La cryptographie derrière Bitcoin a résolu un problème paradoxal: une monnaie sans régulateur, qui néanmoins ne peut pas être contrefaite. Aujourd’hui, un mélange similaire de mathématiques et de code promet de réaliser un autre exploit apparemment magique en permettant à quiconque de partager ses données avec le Cloud, et tout en néanmoins les gardant entièrement privées. Mardi dernier, un ensemble d’entrepreneurs de Bitcoin et du MIT Media Lab a révélé un prototype pour un système baptisé « Enigma », conçu pour atteindre un objectif vieux de plusieurs décennies dans la sécurité des données appelé cryptage « homomorphe »: Une façon de crypter les données de telle sorte qu’elles peuvent être partagées avec un tiers et utilisées dans les calculs sans jamais être décryptées.
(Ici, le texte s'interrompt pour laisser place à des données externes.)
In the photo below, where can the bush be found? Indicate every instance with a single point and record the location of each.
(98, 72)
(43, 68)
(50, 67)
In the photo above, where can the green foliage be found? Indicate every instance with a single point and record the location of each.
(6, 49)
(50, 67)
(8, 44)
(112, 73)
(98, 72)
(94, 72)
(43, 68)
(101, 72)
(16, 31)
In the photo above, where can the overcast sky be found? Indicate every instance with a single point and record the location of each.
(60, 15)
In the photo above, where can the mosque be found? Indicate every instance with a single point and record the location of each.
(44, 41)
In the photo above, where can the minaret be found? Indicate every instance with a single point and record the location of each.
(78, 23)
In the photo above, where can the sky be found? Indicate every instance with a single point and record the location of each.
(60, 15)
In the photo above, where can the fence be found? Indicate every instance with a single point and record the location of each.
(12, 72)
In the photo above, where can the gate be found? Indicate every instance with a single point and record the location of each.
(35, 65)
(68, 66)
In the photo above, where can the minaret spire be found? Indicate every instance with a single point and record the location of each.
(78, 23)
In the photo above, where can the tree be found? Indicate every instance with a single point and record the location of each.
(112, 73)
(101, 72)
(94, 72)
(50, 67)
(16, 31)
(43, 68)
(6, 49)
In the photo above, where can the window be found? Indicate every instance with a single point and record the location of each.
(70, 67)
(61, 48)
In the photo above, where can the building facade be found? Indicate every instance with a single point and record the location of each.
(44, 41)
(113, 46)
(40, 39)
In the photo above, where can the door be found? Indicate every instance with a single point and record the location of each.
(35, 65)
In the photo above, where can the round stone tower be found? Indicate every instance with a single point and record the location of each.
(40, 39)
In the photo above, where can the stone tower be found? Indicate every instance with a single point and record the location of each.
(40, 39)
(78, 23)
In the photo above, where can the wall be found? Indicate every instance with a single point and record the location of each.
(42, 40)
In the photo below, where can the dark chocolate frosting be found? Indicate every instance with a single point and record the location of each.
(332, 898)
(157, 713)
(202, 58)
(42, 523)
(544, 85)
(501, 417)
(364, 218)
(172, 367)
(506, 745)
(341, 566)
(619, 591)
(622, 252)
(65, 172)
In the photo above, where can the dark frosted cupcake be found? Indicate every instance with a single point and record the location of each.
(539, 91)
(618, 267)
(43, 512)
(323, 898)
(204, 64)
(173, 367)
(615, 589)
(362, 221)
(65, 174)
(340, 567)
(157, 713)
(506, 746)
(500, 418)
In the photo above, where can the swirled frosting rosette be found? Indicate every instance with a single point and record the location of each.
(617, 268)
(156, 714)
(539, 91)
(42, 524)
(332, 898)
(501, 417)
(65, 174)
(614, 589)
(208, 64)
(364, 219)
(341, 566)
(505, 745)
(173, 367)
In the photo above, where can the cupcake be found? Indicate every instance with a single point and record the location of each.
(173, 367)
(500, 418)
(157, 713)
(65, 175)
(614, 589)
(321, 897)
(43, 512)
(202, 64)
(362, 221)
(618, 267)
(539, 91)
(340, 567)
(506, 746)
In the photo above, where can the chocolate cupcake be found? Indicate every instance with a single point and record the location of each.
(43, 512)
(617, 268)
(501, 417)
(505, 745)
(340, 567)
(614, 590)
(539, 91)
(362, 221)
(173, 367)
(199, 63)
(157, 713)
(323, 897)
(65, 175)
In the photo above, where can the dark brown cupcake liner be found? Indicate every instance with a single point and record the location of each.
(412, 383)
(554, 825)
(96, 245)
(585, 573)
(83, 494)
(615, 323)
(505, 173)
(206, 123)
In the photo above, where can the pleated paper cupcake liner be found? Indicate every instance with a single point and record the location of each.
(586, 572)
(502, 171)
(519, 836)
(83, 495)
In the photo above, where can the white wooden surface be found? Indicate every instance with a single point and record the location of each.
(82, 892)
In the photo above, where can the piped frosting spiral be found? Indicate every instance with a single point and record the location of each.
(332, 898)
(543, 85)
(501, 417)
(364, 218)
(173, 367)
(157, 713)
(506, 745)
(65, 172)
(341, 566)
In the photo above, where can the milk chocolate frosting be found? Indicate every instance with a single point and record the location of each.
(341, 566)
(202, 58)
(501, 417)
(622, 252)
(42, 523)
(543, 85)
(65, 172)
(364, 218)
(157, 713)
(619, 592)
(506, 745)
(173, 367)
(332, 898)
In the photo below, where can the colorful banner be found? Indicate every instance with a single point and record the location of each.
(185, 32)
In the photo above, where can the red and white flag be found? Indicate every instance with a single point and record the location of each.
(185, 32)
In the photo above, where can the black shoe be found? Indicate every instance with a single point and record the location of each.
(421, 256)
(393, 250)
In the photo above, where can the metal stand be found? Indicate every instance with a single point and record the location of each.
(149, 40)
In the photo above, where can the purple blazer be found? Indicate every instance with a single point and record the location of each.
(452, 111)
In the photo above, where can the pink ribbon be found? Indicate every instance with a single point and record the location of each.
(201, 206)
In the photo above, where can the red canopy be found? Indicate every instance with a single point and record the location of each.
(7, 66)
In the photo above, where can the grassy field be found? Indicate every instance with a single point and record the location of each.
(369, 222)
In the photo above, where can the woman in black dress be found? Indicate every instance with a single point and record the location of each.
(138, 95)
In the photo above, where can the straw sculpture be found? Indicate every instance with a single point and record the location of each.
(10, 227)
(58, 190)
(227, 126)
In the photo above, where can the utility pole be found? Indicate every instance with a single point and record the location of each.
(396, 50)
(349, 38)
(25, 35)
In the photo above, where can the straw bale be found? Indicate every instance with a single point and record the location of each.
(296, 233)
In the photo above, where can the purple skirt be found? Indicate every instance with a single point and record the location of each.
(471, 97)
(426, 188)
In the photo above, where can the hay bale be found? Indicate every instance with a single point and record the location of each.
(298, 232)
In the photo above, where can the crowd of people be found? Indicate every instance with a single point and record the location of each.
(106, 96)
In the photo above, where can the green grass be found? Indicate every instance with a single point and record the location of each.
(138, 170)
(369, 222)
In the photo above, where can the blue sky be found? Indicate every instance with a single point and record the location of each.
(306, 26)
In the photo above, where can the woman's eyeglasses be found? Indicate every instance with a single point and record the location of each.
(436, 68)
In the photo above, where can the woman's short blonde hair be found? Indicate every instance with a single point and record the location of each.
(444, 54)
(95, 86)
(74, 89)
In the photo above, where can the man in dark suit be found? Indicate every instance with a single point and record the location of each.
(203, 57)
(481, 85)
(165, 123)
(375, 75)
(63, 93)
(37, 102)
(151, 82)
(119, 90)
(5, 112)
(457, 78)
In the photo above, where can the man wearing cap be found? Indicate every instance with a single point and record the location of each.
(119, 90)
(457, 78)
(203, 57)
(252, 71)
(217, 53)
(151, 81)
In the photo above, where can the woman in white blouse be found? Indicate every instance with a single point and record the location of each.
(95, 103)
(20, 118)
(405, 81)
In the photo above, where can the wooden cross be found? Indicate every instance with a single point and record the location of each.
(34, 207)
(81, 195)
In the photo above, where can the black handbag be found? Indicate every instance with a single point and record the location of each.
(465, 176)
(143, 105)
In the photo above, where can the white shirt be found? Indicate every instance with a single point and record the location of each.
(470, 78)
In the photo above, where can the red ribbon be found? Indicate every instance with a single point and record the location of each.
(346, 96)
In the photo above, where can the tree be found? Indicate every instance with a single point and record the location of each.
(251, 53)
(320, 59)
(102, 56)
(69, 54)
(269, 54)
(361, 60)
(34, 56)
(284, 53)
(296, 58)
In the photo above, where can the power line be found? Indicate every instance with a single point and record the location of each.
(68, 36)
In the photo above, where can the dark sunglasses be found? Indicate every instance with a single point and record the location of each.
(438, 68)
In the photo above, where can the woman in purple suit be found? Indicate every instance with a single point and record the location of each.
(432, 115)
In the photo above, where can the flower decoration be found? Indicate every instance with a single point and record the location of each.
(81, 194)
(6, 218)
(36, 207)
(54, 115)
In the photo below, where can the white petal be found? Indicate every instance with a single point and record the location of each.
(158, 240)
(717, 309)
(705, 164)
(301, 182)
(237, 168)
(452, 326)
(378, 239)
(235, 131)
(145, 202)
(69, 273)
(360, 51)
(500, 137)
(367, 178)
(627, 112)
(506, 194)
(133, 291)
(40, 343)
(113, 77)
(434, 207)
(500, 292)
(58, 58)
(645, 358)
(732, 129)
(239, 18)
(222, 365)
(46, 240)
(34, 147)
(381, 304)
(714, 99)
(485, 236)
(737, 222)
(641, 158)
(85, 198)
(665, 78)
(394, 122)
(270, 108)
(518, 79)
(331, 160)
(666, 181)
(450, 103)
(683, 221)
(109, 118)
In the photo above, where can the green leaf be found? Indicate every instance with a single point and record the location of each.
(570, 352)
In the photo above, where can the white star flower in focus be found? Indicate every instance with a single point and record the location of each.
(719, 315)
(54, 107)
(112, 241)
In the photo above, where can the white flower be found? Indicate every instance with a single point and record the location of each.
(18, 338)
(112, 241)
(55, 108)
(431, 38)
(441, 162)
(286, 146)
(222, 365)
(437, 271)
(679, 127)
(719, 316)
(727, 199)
Ce truc mathématique, qui permettrait aux ordinateurs non approuvés d’ exécuter avec précision des calculs sur des données sensibles sans risquer que les données puissent être pirater ou surveiller, est devenu au risque de violation de pirates ou de surveillance, est seulement devenu plus urgent à une époque où des millions d’utilisateurs partagent constamment leurs secrets avec les services de cloud allant d’Amazon et Dropbox en passant par Google et Facebook. Et grâce aux trucs de Bitcoin dans leur arsenal, les créateurs d’Enigma disent qu’ils peuvent maintenant réaliser des calculs sur des données chiffrées plus efficacement que jamais.
« Vous pouvez le voir comme une boîte noire», précise Guy Zyskind, chercheur diplômé du MIT Media Lab et l’un des créateurs d’Enigma. « Vous envoyez toutes les données que vous voulez, et elles fonctionnent dans la boîte noire qui ne renvoie que le résultat. Les données réelles ne sont jamais révélées, ni à l’extérieur ni pour les ordinateurs exécutant les calculs à l’intérieur ».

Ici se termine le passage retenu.